Self-Supervised Critical Phase Detection for VLA Refinement

¹ Hanyang University

Preprint · Under review

TL;DR

A frozen vision-language-action (VLA) policy can believe it has finished a sub-task while the end-effector is still kinematically stalled — peg hovering above the hole, gripper closed on air. We call this failure mode premature commitment and detect it step-by-step from demos alone, with no labels, no success oracle, and no per-task reward.

The detector reads two estimators of the same quantity — normalized task progress — off two different sensors. The VLA’s action-expert pre-head hidden state gives us the policy’s belief about progress; proprioception gives us the physical progress. Their disagreement $\delta_t = \hat\pi_t - \pi^*_t$ is the execution gap, and $\delta_t > 0$ marks a step where the latent has run ahead of the kinematics. On top of the same signal we add a $\sim 1\text{K}$-parameter residual adapter that refines actions only inside the detected critical phases.

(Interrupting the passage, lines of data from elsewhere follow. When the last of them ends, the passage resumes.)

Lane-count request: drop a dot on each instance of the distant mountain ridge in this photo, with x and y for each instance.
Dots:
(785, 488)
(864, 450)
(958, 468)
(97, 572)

Pipeline. Proprioceptive state s_t and the VLA action-expert pre-head hidden z^vla_t are independently mapped onto a shared demo phase space [0, 1] by two small self-supervised estimators f_s, f_z. The execution gap δ_t = π̂_t − π*_t is a per-step scalar; δ_t > τ marks a critical phase, and a low-rank residual adapter refines actions only there.

Demos

Per-step critical-phase detection on two LIBERO-Long rollouts, π₀.₅ backbone. Top: rollout frames synced to the timeline. Middle / bottom: smoothed progress rate and gap magnitude. Shaded bands are the detected critical phases (where $\delta_t$ exceeds the demo-derived 95-quantile threshold).

Rollout #000. Critical phases concentrate around the contact-rich grasp and the final alignment.

Rollout #250 (T = 388). Multiple critical phases — the policy keeps committing prematurely whenever a new sub-task begins.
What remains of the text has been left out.